Quinn was reading from a list of English words Zander had written for her in the Russian alphabet. She thought she agreed with Tim that the different alphabet was kind of fun; like cracking a code.

"OK," she said, "here goes. Vah. Vash-ee. Vash-eeng-ton." Vashington."

"Right."

"Pooort Chahlz. OK. Kah-nore. Koo-in."

"Do you remember that?"

"Oh yeah! Quinn. Let's see. Een-dee-ahn-ah-pah-leese. Notair – Notre Dame. Fee-la-dahlfeeya. Shon. Sean? Leetel Em-eh-lee."

She broke down laughing.

"You sound like a Russian trying to speak English," he said.

"Like the other students in your class over there?"

"Kind of," he laughed.

"You were so helpful to them.

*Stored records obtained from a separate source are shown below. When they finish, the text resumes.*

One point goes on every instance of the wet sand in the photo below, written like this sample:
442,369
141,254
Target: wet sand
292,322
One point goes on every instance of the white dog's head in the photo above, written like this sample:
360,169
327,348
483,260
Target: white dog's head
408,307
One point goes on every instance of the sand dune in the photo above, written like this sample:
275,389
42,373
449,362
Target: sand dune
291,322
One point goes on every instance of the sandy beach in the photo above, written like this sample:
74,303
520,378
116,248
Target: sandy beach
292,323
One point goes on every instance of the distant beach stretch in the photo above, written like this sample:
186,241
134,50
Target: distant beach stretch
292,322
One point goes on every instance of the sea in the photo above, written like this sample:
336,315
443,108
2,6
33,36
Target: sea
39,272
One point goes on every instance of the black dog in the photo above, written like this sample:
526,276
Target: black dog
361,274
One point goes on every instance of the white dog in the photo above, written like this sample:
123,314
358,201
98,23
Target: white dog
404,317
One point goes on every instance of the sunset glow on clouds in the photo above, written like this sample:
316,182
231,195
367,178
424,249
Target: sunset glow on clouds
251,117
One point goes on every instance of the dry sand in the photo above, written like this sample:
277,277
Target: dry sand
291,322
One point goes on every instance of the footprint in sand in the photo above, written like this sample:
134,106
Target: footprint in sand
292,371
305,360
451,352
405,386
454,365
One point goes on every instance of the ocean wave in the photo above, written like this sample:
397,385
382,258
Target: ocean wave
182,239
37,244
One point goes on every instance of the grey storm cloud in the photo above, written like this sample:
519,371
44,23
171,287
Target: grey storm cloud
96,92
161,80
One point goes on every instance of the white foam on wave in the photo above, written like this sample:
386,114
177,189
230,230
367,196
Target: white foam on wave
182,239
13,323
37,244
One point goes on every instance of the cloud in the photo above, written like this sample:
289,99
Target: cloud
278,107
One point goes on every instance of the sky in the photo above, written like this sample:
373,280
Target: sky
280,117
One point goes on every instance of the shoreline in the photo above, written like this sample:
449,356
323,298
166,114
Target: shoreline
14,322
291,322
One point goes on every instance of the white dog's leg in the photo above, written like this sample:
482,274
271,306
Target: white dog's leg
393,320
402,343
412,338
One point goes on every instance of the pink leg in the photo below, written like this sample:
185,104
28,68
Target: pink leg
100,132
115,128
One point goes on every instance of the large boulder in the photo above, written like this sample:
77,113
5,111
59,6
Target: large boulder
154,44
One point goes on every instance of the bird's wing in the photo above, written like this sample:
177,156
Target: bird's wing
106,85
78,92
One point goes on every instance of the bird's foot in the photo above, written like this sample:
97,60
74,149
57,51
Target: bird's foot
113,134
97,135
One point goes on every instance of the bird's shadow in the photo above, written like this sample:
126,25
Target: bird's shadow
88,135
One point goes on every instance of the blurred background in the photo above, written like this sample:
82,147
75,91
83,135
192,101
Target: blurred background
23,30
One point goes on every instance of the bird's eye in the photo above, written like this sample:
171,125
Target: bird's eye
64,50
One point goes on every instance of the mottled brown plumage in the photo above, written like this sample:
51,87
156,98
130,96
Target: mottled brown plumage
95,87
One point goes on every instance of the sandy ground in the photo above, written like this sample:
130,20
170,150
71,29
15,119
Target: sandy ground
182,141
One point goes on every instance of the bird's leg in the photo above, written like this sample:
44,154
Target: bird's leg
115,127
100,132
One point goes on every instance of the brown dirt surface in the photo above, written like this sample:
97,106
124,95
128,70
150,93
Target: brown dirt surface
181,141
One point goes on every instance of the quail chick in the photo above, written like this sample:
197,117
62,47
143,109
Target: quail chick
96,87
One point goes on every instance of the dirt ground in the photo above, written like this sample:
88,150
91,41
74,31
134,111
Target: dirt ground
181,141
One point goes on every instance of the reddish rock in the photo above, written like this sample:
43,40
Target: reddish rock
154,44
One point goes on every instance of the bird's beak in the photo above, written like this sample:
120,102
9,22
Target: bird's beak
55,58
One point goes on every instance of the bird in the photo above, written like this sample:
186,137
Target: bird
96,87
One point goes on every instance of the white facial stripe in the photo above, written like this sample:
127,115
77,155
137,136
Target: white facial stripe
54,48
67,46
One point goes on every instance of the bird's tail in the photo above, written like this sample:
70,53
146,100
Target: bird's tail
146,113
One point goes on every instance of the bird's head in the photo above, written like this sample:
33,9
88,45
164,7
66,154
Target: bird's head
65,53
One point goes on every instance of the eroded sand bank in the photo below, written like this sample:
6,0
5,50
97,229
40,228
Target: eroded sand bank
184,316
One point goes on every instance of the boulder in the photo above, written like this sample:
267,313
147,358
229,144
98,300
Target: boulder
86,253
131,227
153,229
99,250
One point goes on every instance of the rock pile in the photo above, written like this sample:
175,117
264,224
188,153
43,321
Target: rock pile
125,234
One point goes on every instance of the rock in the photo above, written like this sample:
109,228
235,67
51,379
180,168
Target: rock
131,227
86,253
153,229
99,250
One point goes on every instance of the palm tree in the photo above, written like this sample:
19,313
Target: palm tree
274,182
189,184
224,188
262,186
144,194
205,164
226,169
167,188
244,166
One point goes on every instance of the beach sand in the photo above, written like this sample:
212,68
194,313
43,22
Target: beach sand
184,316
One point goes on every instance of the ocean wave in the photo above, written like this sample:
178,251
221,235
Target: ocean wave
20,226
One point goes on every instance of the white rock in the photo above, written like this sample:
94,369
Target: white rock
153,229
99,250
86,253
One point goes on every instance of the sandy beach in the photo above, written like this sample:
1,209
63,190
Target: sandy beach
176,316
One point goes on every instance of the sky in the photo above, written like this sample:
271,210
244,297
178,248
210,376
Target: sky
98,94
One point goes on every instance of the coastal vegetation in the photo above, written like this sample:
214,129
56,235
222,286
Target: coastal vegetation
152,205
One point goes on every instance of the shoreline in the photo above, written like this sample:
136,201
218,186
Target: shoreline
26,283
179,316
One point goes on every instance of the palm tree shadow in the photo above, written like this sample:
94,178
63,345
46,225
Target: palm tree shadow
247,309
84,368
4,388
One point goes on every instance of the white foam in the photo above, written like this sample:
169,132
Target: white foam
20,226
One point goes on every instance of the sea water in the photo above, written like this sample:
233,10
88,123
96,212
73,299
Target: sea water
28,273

I know, Mom remembers that from your records."

He smiled a little bit. "She's really helps me a lot," he said. "Even by just saying nice things to me."

"I wonder what if people who say not-nice things think they are doing anybody any good. Other than themselves."

"They always claim they are."

"I don't think I believe them."

"Yeah, I've never felt like any real good ever came of it."

"So you wouldn't do it to other people yourself."

"I hope not! Not intentionally, anyway."

"That's a good quality for a teacher. To be encouraging more than critical."

"I bet your Mom is encouraging and not critical."

"Well, so are you. Look at me, I'm already reading these hieroglyphics."

He laughed, and went over to where she was sitting, hugging her from behind. "These are not hieroglyphics," he teased. "These are the Cyrillic alphabet."

She giggled; his hair tickled her neck. "All I can tell you is they made no sense an hour ago, and now they seem to say something!"

"It's really strange," Zander was telling Kathleen, at the race track, as they waited for the time trials to start. "I almost wish I could just take tests. I'm OK studying with Amanda and then taking a test. But sitting in class almost kills me!"

"That's attention deficit disorder, all right," Kathleen said. "Amanda gears toward you, the class toward people, with, er, let's say, attention surplus disorder."

"But shouldn't I be able to get through it on the same terms as other people do?"

"Well, not necessarily. No. If you learn a thing, you know it. Who cares how you learned it?"

"I guess."

"You're very smart in your way. It's not an inferior way. A brunette can be beautiful, so can a blonde. So can a redhead. Now society can favor blondes, but it's not rational. They really shouldn't call something a disorder when it's only different, but some people just have to categorize everything. It is in the nature of people with attention surplus disorder that they must see it like that, and in the nature of people with attention deficit disorder that they don't mind the other people being different and don't have to label them as disordered. That's why the label flows one way and not the other."

"I appreciate your encouraging me like this, Kathleen. It helps. Sometimes I feel hopeless. Like I wake up in the middle of a class, and the professor is talking about something and I have no idea where he is, because I've been thinking about something he said earlier."

"I've been reading a lot about this," Kathleen said. "And some say that you can focus better than they can. I know that sounds like the opposite. But what you just said bears it out. You can focus better than they can at the same time. You were thinking about something he said, while he went on. He was demanding a shift in your attention, and you don't want to make it. You were concentrating on the subject, but not on him and where he wanted to go."

"That gives me a feeling of being left behind."

"True, yet you can go into more depth than somebody else might. That's why you get behind rather than some sort of slowness."

"Maybe I ought to start driving cars, like Quinn," he smiled. "Out there, there's nothing to distract you and keep you behind."